A distinct class of aurora, called transpolar auroral arc (TPA) (in some cases called "theta" aurora), appears in the extremely high-latitude ionosphere of the Earth when interplanetary magnetic field (IMF) is northward. The formation and evolution of TPA offers clues about processes transferring energy and momentum from the solar wind to the magnetosphere and ionosphere during a northward IMF. However, their formation mechanisms remain poorly understood and controversial. We report a mechanism identified from multiple-instrument observations of unusually bright, multiple TPAs and simulations from a high-resolution three-dimensional (3D) global MagnetoHydroDynamics (MHD) model. The observations and simulations show an excellent agreement and reveal that these multiple TPAs are generated by precipitating energetic magnetospheric electrons within field-aligned current (FAC) sheets.
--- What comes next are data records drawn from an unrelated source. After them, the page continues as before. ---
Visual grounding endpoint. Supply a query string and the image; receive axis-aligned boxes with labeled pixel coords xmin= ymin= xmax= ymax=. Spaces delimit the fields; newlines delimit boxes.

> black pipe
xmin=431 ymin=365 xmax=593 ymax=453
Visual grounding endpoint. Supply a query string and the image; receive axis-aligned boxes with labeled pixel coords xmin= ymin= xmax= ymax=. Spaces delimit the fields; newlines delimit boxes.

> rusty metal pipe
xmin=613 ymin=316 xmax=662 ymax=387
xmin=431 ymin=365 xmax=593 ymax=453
These FAC sheets are generated by multiple-flow shear sheets in both the magnetospheric boundary produced by Kelvin-Helmholtz instability between supersonic solar wind flow and magnetosphere plasma, and the plasma sheet generated by the interactions between the enhanced earthward plasma flows from the distant tail (less than -100 RE) and the enhanced tailward flows from the near tail (about -20 RE). The study offers insight into the complex solar wind-magnetosphere-ionosphere coupling processes under a northward IMF condition, and it challenges existing paradigms of the dynamics of the Earth's magnetosphere.